Roughly three years earlier, in 1982, Marcos was at the height of his power. Reagan himself welcomed him to Washington: “Mrs. Reagan and I have been long looking forward to returning the hospitality you showed us on our 1969 visit to your country.”
“Mr. President, under your leadership the Philippines stands as a recognized force for peace and security in Southeast Asia,” Reagan added.
The year before his state visit, Reagan’s No. 2, Vice President George Bush stunned the world, particularly the human rights community, when he sang praises for a president known for some of the most atrocious violations of human rights in Southeast Asia and for routinely rigging elections.

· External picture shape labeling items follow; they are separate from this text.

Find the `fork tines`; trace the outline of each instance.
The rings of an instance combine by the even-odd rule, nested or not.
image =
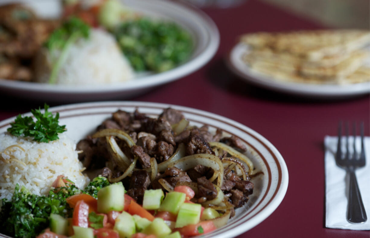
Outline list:
[[[361,136],[361,149],[359,153],[358,154],[357,150],[356,149],[356,123],[353,123],[353,152],[352,154],[352,156],[350,156],[350,150],[349,147],[350,145],[349,142],[349,126],[348,122],[345,123],[345,133],[346,134],[346,152],[344,156],[342,150],[342,122],[339,122],[338,127],[338,145],[337,149],[337,153],[336,156],[336,159],[338,160],[343,160],[343,159],[362,159],[365,158],[364,145],[364,123],[361,122],[360,124],[360,135]]]

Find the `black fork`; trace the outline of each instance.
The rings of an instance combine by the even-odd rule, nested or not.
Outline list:
[[[346,124],[346,151],[343,155],[341,146],[342,123],[341,122],[339,123],[338,129],[338,147],[335,160],[337,165],[345,169],[350,175],[347,220],[352,223],[361,223],[366,221],[367,217],[362,202],[354,171],[357,168],[364,166],[366,163],[364,145],[364,124],[362,123],[361,124],[361,150],[359,154],[356,150],[356,123],[354,123],[353,153],[352,155],[350,154],[349,150],[350,145],[348,142],[348,123],[347,123]]]

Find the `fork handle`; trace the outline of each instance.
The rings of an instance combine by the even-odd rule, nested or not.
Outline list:
[[[363,222],[367,219],[367,217],[362,203],[354,170],[350,169],[349,171],[350,173],[349,193],[347,220],[352,223]]]

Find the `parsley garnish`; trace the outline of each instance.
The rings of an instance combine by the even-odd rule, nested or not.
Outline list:
[[[51,53],[55,50],[60,51],[60,53],[59,57],[53,61],[54,64],[49,83],[55,83],[59,69],[67,57],[67,53],[69,47],[80,38],[88,37],[90,33],[90,27],[88,25],[79,18],[73,17],[51,33],[45,45]]]
[[[97,215],[96,213],[92,212],[89,214],[89,225],[94,229],[99,229],[103,227],[103,220],[104,216]]]
[[[204,231],[203,230],[203,228],[202,227],[202,226],[198,227],[198,232],[199,232],[199,234],[202,234],[204,233]]]
[[[39,142],[48,143],[50,141],[58,140],[58,134],[66,130],[65,125],[59,125],[58,120],[59,114],[57,113],[55,117],[48,111],[49,106],[46,103],[44,106],[45,113],[41,113],[41,109],[31,110],[36,122],[31,117],[22,117],[20,115],[17,116],[14,123],[10,123],[11,127],[8,131],[13,135],[33,137],[33,140]]]

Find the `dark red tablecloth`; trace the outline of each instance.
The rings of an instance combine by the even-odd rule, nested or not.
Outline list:
[[[224,63],[242,34],[323,27],[256,0],[237,7],[204,10],[221,34],[215,57],[197,72],[132,100],[181,105],[228,117],[257,131],[280,152],[289,171],[285,198],[268,218],[239,237],[369,237],[369,231],[325,228],[323,145],[326,135],[336,134],[340,120],[364,121],[369,135],[369,95],[332,101],[285,95],[248,84]],[[39,102],[0,97],[0,120],[42,106]]]

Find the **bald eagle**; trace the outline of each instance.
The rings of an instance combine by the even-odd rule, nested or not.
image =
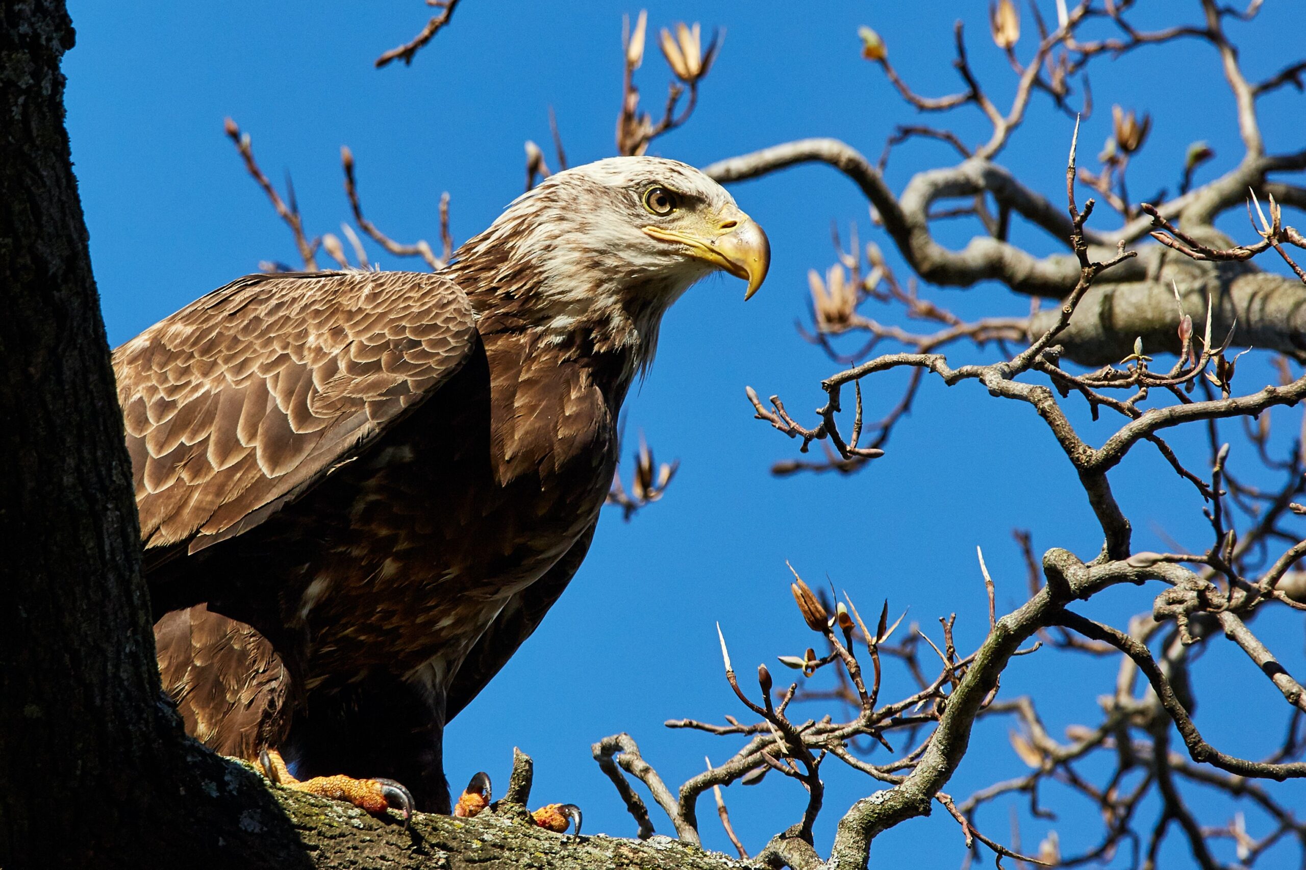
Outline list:
[[[614,158],[542,182],[441,272],[248,276],[119,347],[187,730],[447,813],[444,725],[584,559],[663,312],[714,270],[747,298],[768,261],[708,176]]]

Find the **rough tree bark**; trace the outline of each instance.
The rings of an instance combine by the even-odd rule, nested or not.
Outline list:
[[[0,4],[0,866],[738,866],[520,813],[405,831],[268,790],[163,701],[129,460],[64,128],[61,0]]]

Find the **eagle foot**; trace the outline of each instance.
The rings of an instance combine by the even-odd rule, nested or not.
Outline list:
[[[475,773],[468,788],[458,796],[458,802],[453,805],[453,815],[460,819],[470,819],[485,810],[494,813],[499,803],[492,802],[490,775],[485,771]],[[565,833],[568,824],[575,827],[575,833],[580,833],[581,811],[575,803],[550,803],[529,813],[530,820],[546,831]]]
[[[347,801],[368,813],[400,810],[404,813],[404,828],[407,830],[413,818],[413,794],[394,780],[357,780],[351,776],[315,776],[311,780],[296,780],[286,760],[277,750],[261,750],[259,764],[264,775],[277,785],[296,792],[308,792],[333,801]]]

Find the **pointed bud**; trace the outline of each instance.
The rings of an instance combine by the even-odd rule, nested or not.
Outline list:
[[[858,27],[857,35],[862,38],[863,57],[878,63],[888,60],[889,50],[884,46],[884,40],[880,39],[880,34],[875,33],[870,27]]]
[[[1238,857],[1241,861],[1246,861],[1243,856]],[[1038,861],[1047,867],[1055,867],[1060,863],[1060,840],[1055,831],[1049,831],[1043,841],[1038,844]]]
[[[690,67],[684,63],[684,54],[680,52],[680,46],[670,30],[663,27],[662,33],[658,34],[658,47],[662,48],[662,56],[666,57],[666,64],[675,73],[675,77],[680,81],[688,81]]]
[[[1003,51],[1008,51],[1020,40],[1020,12],[1011,0],[998,0],[998,5],[989,5],[989,30],[993,33],[994,44]]]
[[[635,71],[644,63],[644,27],[648,25],[649,13],[640,9],[640,17],[635,20],[635,31],[626,42],[626,65]]]

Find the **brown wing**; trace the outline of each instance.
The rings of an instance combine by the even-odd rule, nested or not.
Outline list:
[[[349,461],[466,359],[438,274],[247,276],[114,351],[146,547],[195,553]]]
[[[187,734],[247,760],[282,743],[293,711],[290,678],[263,635],[199,605],[159,619],[154,643],[163,691],[176,701]]]
[[[597,523],[589,526],[545,576],[508,600],[508,604],[481,635],[471,652],[462,660],[445,699],[444,721],[448,722],[462,712],[462,708],[470,704],[486,687],[486,683],[508,664],[508,660],[526,641],[526,637],[534,634],[539,620],[554,606],[567,584],[571,583],[576,570],[580,568],[580,563],[585,560],[589,542],[594,540],[596,526]]]

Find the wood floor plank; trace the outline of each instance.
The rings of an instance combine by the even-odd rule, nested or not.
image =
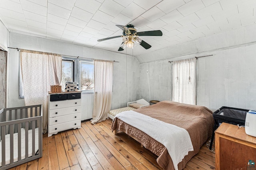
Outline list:
[[[76,157],[79,162],[81,168],[84,170],[92,170],[88,160],[86,158],[83,150],[81,148],[78,141],[74,135],[72,129],[67,131],[68,137],[70,140],[73,149],[76,155]]]
[[[103,170],[103,168],[102,166],[99,163],[99,161],[98,161],[85,141],[79,132],[78,130],[78,129],[73,130],[73,131],[92,169],[94,170]]]
[[[107,134],[103,129],[99,126],[98,124],[96,124],[93,125],[93,127],[94,127],[100,134],[102,137],[105,138],[105,139],[108,141],[108,142],[112,145],[115,148],[118,150],[119,151],[119,152],[124,156],[126,157],[126,159],[128,160],[135,168],[138,170],[148,170],[147,167],[145,166],[145,165],[142,164],[138,160],[139,159],[137,159],[134,156],[131,154],[128,150],[124,148],[123,146],[121,146],[118,142],[116,141],[112,138],[111,138]],[[101,140],[101,139],[100,139]]]
[[[59,170],[59,162],[54,136],[48,138],[48,154],[49,170]]]
[[[43,147],[42,156],[38,159],[38,167],[42,170],[48,170],[49,169],[48,159],[48,136],[47,134],[43,135]]]
[[[65,150],[61,134],[58,133],[54,135],[60,169],[63,170],[69,167],[68,158]]]
[[[78,131],[99,162],[102,165],[104,165],[103,167],[104,169],[109,168],[112,169],[112,166],[114,169],[124,169],[124,167],[115,158],[108,157],[108,156],[110,153],[106,147],[101,149],[97,147],[82,127]]]

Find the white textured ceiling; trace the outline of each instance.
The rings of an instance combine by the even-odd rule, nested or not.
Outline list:
[[[161,30],[141,37],[150,49],[127,50],[137,56],[254,23],[256,8],[255,0],[0,0],[0,20],[10,31],[115,52],[121,38],[97,40],[122,35],[116,25]]]

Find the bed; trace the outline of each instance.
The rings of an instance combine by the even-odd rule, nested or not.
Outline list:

“We stand with the Philippines, we stand with you, sir,” Bush saidduring a visit to Manila. “We love your adherence to democratic principles and to the democratic processes . . . . We will not leave you in isolation . . . . It would be turning our backs on history if we did.”
As it turned out, Reagan’s team did eventually turn their backs on Marcos, swiftly dumping the dictator when it became clear that he had become major liability and a PR embarrassment for his administration.
The other Paul is currently in jail. Paul Manafort now on trial for bank and tax fraud charges. He is known as Donald Trump’s former campaign manager. In the 1980s, he also played a prominent role as a lobbyist and fixer for Marcos.
As Politico reported in a 2016 article “Paul Manafort’s Wild and Lucrative Philippine Adventure,”, “Manafort and his associates advised the couple on electoral strategy, and in Washington, where they worked to retain goodwill by tamping down concerns about the Marcos regime’s human rights record, theft of public resources, and ultimately their perpetration of a massive vote-rigging effort to try to stay in power in the Philippines’ 1986 presidential election.”
Unfortunately for Marcos, despite Manafort’s efforts, Washington eventually abandoned him, sending the other Paul to tell him, “Time to go.”